Canada Post has reported a $205 million loss before tax in the first quarter of this year, attributed to a decline in mail volumes. This loss represents a $164 million drop in revenue compared to the same period last year when a $41 million pre-tax loss was recorded. Additionally, revenues decreased by $181 million, marking a 14.3% decline year-over-year in the first quarter.
The decrease in revenue is linked to an ongoing labor dispute with workers and a downturn in the parcel business, as stated by Canada Post. The company saw a 17.2% reduction in parcel volume, delivering seven million fewer parcels compared to the same period in 2025, resulting in a $79 million revenue decline from parcels.
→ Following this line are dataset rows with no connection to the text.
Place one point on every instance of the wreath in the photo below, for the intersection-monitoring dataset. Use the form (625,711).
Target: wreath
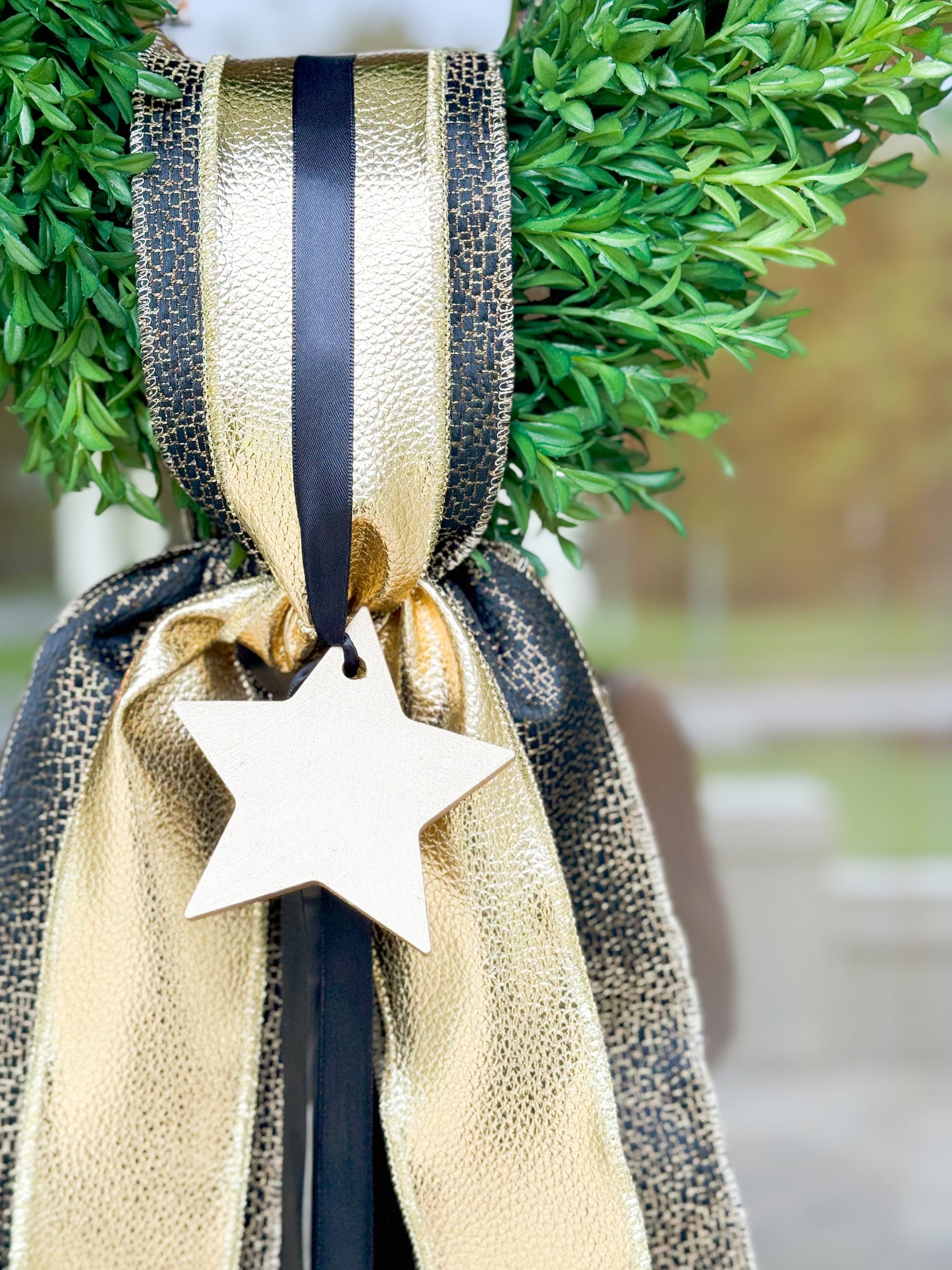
(661,159)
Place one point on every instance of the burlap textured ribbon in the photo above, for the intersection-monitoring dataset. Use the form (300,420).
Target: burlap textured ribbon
(148,1128)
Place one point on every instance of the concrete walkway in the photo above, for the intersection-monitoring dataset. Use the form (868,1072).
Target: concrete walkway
(843,1167)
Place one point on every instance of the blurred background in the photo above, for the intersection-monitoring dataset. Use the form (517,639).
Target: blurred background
(801,641)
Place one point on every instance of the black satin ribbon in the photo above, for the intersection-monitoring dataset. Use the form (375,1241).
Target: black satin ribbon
(323,411)
(328,989)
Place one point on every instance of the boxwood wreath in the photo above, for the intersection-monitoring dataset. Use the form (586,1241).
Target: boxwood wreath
(663,158)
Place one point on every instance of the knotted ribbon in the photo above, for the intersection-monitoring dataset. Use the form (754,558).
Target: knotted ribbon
(541,1089)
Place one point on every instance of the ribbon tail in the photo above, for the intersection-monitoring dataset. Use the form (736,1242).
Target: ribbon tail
(140,1108)
(634,948)
(494,1080)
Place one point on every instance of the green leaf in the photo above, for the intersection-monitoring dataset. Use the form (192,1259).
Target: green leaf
(156,86)
(546,70)
(20,254)
(578,116)
(592,76)
(700,423)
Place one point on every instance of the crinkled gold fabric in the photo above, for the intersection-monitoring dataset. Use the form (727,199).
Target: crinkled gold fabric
(495,1091)
(136,1124)
(497,1095)
(401,343)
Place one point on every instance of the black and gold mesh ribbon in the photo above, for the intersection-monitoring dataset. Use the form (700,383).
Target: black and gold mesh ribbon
(542,1091)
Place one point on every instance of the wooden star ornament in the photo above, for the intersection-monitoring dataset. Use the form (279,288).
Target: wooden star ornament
(331,789)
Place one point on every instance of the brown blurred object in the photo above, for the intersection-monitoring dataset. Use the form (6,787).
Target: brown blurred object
(665,768)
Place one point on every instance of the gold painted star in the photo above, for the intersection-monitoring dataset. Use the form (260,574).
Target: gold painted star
(331,789)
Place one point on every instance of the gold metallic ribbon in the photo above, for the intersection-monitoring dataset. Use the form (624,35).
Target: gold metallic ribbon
(495,1090)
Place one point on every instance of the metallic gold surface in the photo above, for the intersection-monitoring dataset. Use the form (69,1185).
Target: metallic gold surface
(495,1091)
(136,1128)
(401,343)
(246,263)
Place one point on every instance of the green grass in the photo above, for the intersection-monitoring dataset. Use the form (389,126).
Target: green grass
(768,643)
(894,797)
(17,662)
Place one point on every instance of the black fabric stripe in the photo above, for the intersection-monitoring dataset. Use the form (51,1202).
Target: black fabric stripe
(323,407)
(167,230)
(328,987)
(480,303)
(327,1029)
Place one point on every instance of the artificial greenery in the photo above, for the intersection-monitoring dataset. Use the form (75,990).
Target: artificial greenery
(661,159)
(68,295)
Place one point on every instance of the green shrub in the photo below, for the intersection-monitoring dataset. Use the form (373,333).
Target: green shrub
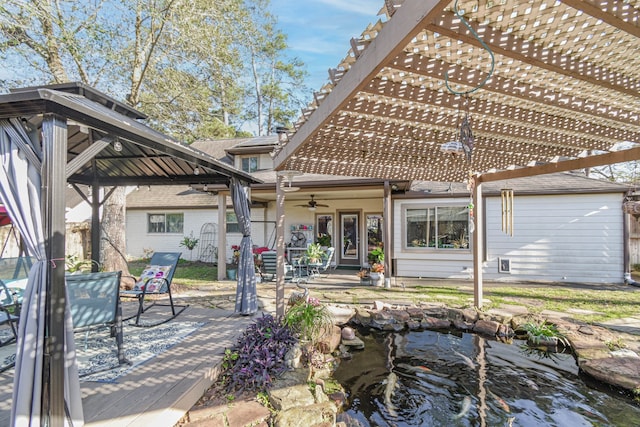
(309,319)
A ratification vote is currently underway on the collective agreement between Canada Post and its workers, set to conclude on Saturday. The Canadian Union of Postal Workers, representing the employees, has not provided immediate comments to CBC News.
Transaction mail revenue also saw a 13.7% decrease compared to the same period the previous year. However, Canada Post noted that these figures were affected by the unusually high letter mail volumes during the first quarter of 2025 due to the federal election and strike backlog.
The decline in direct marketing revenue by 13.4% in the first quarter of 2026 was also influenced by the backlog from the previous year, which had strong numbers in 2025’s first quarter.
After posting a record loss in 2025, Canada Post emphasized the necessity for a transition to address the weak financial performance. The postal service aims to move away from government cash injections by restructuring, including plans to end home delivery to certain addresses and expand the use of community mailboxes to save costs.